Defined a morphism from braid groups to a semi-direct product involving reflections.

Identified the morphism with the abelianization of the pure braid group.

Proved the morphism corresponds to a specific group extension related to Coxeter groups.

Abstract

This paper dates back to 1999 but was never published. The major part of it was included in the joint paper [Digne-Gomi, Presentation of pure braid groups, J. Knot Theory and its Ramifications 10 (2001) 609--623]. Sections 2 and 6 were not included there. They are independent from the rest of the paper. In section 2 we define a morphism from a braid group B associated to a Coxeter Group W to the semi-direct product of ZT (where T is the set of reflections) by W. This morphism lifts the map N from W to (Z/2Z)T defined by Dyer in [Reflection subgroups of Coxeter systems, J. Algebra 135 (1990) 57--73] and its restriction to the pure braid group P identifies with the abelianization morphism.
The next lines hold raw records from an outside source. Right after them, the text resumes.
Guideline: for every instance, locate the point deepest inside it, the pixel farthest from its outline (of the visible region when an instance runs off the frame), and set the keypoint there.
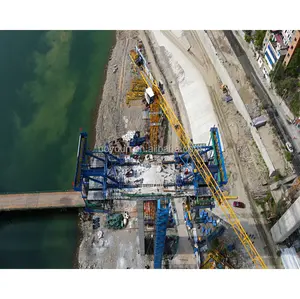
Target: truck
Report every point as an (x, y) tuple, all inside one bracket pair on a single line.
[(149, 95)]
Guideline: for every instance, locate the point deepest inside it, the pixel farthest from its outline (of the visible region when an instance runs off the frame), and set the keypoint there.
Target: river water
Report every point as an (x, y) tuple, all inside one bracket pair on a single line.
[(49, 87)]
In section 6 we prove that our morphism gives the cocycle associated to the extension B/(P,P) of W by P/(P,P). This extension has been studied recently by Beck [Abelianization of subgroups of reflection groups and their braid groups: an application to cohomology. Manuscripta Math. 136 (2011) 273--293] and by Marin [Reflection groups acting on their hyperplanes J. Algebra 322 (2009) 2848--2860] and [Crystallographic groups and flat manifolds from complex reflection groups, arXiv 1509.06213].